If you look at this passage and really ponder it, you will see the deep longing of humanity for peace. Sometimes I find myself weeping at the words, "swords into plowshares":
The word that Isaiah son of Amoz saw concerning Judah and Jerusalem.
In days to come
the mountain of the LORD’s house
shall be established as the highest of the mountains,
and shall be raised above the hills;
all the nations shall stream to it.
Many peoples shall come and say,
“Come, let us go up to the mountain of the LORD,
to the house of the God of Jacob;
that he may teach us his ways
and that we may walk in his paths.”
For out of Zion shall go forth instruction,
and the word of the LORD from Jerusalem.
He shall judge between the nations,
and shall arbitrate for many peoples;
they shall beat their swords into plowshares,
and their spears into pruning hooks;
nation shall not lift up sword against nation,
neither shall they learn war any more.
O house of Jacob,
come, let us walk
in the light of the LORD!
Now take a look at something The Rev. Canon Carol L. Wade of the National Cathedral has to say:
Advent takes us on a journey where darkness unfurls into light.
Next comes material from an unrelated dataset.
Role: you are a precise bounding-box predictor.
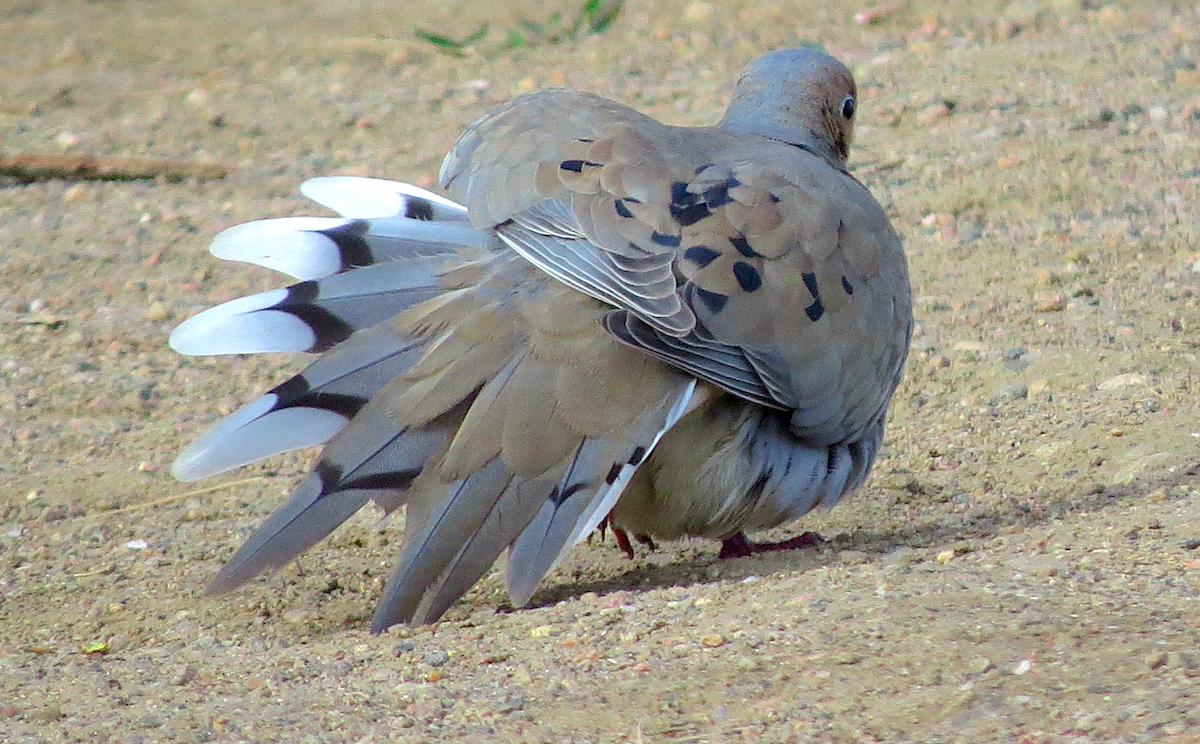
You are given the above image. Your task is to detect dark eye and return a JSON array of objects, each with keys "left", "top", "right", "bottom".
[{"left": 841, "top": 95, "right": 856, "bottom": 120}]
It offers the opportunity to discover God’s light and God’s work in our lives and encourages us to bring that to others. Isaiah says that we are to study. Even in Christ’s school of prayer, studying comes with homework. So this is your assignment. Prayerfully read Isaiah 2:1-5 each day this week. You will be hard pressed to find a more magnificent work of poetry and compelling vision of peace. And watch; keep alert to how our angers, hostilities and petty meannesses are bent into God’s peace.
The school of prayer has homework! How true. How can I expect nation not to lift sword against nation if I cannot tame my own tendency toward "angers, hostilities and petty meannesses"? This is good homework, this self-examination.
Let us cultivate an aspiration for peace, indeed.